Under the intriguing heading, "After Century in a Log Cabin, Emma Buck
Dies at 100 or 101," the NY Times ran an affecting obituary
the other day for Emma Buck, who died on the Illinois farm "originally
settled by Miss Buck's maternal great-grandparents,
Christian and Christina Henke, German immigrants from East Friesland
who came by boat from New Orleans and settled in western Illinois,
about 35 miles down river from St. Louis, in 1841."
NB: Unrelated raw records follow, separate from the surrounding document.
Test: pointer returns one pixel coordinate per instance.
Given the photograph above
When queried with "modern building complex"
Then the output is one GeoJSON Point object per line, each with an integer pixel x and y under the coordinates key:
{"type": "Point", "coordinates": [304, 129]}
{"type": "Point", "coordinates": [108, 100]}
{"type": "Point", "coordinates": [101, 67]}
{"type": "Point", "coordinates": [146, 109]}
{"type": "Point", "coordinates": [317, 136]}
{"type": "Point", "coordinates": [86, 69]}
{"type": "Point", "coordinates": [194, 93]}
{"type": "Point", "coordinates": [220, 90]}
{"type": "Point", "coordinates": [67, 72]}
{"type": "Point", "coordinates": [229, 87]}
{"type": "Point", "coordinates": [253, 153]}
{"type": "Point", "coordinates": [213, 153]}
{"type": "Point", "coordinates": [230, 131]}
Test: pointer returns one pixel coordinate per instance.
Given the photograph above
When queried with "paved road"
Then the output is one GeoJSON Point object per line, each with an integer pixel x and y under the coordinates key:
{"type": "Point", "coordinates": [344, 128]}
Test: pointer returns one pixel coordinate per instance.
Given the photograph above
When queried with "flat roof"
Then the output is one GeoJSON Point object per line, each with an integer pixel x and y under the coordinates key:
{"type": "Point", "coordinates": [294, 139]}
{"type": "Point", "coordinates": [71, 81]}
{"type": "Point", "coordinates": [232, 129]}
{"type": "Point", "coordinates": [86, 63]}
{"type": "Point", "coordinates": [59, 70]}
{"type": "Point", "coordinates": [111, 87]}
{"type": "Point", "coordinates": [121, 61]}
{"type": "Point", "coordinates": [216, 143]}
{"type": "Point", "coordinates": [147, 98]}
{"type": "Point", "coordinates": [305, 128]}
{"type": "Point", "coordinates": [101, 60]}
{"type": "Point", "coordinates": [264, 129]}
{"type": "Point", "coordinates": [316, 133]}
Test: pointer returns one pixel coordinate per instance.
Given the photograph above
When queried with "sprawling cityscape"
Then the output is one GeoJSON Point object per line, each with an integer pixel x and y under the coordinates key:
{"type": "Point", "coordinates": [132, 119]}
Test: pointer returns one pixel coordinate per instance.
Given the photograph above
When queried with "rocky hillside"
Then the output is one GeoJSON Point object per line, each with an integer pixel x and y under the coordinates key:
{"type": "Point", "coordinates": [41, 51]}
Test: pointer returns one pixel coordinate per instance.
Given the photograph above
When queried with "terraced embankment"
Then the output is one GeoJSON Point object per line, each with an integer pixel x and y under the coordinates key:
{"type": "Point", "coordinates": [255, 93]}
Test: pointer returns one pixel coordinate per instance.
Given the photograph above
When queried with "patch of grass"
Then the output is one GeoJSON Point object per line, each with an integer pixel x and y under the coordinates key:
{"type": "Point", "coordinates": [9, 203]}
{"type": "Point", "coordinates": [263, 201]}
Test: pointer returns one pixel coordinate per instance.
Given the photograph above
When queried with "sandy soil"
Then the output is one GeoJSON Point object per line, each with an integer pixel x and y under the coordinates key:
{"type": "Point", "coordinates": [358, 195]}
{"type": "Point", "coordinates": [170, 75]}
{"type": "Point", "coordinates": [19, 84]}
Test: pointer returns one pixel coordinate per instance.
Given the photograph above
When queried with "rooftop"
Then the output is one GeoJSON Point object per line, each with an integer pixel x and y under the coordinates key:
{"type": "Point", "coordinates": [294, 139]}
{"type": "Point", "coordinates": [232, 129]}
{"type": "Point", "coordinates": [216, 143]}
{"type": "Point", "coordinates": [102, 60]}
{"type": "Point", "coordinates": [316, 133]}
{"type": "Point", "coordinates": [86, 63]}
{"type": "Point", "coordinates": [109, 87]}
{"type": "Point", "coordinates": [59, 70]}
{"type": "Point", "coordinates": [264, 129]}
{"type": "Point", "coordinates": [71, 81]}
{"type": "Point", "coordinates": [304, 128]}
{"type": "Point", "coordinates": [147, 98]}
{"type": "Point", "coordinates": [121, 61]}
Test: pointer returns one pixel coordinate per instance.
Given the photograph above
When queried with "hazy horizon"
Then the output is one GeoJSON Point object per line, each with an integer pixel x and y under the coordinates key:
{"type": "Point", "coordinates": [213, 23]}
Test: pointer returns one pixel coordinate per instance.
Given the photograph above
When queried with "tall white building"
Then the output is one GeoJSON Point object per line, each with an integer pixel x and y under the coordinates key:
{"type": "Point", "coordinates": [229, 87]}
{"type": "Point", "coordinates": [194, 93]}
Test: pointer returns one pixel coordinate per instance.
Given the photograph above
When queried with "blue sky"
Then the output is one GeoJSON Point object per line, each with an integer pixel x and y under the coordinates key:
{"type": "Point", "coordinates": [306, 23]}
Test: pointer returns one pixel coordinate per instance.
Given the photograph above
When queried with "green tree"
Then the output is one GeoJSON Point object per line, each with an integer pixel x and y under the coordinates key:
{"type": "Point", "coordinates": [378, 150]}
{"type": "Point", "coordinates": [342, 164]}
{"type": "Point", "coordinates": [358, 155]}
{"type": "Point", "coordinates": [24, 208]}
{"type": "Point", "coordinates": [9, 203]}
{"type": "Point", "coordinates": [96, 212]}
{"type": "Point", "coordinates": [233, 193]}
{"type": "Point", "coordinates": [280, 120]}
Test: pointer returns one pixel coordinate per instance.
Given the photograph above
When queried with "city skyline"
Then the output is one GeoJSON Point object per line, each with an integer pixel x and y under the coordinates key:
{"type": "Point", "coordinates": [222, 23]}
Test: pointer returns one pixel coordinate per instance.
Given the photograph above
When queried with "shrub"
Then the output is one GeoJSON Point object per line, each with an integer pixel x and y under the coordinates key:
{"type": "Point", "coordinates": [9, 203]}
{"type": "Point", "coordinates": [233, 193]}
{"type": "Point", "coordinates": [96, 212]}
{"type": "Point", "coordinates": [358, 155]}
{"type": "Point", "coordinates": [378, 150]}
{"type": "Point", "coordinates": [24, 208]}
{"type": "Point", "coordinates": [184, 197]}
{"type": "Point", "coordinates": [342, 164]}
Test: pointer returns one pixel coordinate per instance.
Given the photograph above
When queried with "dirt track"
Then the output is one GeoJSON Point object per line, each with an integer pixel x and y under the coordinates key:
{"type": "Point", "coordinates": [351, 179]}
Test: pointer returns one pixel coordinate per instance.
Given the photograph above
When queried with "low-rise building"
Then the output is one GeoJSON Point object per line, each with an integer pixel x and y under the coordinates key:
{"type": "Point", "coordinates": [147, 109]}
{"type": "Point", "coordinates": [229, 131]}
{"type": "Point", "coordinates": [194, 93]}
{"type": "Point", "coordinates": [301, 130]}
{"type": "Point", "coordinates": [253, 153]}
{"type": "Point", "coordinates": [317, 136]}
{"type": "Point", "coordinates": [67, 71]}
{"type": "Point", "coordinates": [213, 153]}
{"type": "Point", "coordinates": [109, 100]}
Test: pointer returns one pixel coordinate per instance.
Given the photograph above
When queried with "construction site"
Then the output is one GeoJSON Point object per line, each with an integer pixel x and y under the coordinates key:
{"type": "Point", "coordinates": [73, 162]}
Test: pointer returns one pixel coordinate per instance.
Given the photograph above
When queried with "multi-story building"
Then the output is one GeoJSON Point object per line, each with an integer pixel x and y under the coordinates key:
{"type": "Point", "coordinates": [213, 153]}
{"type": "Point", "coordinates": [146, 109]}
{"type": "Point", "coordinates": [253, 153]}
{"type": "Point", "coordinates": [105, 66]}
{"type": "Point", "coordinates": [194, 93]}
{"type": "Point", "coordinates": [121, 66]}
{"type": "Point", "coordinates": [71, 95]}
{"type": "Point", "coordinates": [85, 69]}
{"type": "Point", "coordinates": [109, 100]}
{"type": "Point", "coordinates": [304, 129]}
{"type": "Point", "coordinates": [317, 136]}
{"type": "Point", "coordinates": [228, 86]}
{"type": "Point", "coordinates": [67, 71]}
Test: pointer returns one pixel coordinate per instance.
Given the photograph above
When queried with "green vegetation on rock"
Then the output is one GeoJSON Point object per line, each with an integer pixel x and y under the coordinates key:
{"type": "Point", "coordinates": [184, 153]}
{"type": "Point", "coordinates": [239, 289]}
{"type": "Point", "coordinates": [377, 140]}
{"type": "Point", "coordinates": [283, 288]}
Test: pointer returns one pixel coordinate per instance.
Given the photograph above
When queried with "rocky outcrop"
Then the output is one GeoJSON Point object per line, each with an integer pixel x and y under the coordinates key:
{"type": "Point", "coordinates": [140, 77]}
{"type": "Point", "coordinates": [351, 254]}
What caught my eye was that Ms. Buck was described in the piece as
"speaking in a thick German accent." That's a dramatic reminder of how
tenacious foreign languages could be in rural America in the 19th
and early 20th centuries. It's unimaginable that any child born today
whose great-grandparents immigrated to America before the Second World
War would still be speaking English with an accent -- in fact such a
child is almost certain to grow up knowing no more of his or her
ancestral language than the names of a few ethnic dishes, at best. But
that's the specter Semantic
Compositions considers in a thoughtful post entitled "Huntington contra
Nunberg," which contrasts some of the things I have said
about English-only in a recent LanguageLog post
and an earlier article
in The American Prospect with
the views offered by Samuel Huntington in his recent book Who
Are We? (The post is the third of a four-part discussion of
Huntington, of which the other parts are here,
here
and here.)
As SC notes, Huntington acknowledges that patterns of Spanish retention suggest that Hispanics are following the same pattern of linguistic assimilation that earlier generations do -- though, as the Times obituary reminds us, a lot more rapidly than people did a century ago. But Huntington also suggests, as SC puts it, that "this time it's different." SC offers a cogent summary of Huntington's arguments:
Looking at Mexican immigration patterns since 1975, Huntington identifies several features which are distinctly different from previous generations of immigrants: substantially higher proportions of illegal immigration than any other ethnic group, high regional concentration (most notably in the Southwest , Florida, and New York City), persistence (no significant closing of the borders has occurred in the past 30 years), and historical presence (unlike all other migrant groups, Mexicans have a plausible ownership claim to American territory grounded in historical facts), and finally, a government which encourages the mindset that emigrants are still Mexicans first and foremost.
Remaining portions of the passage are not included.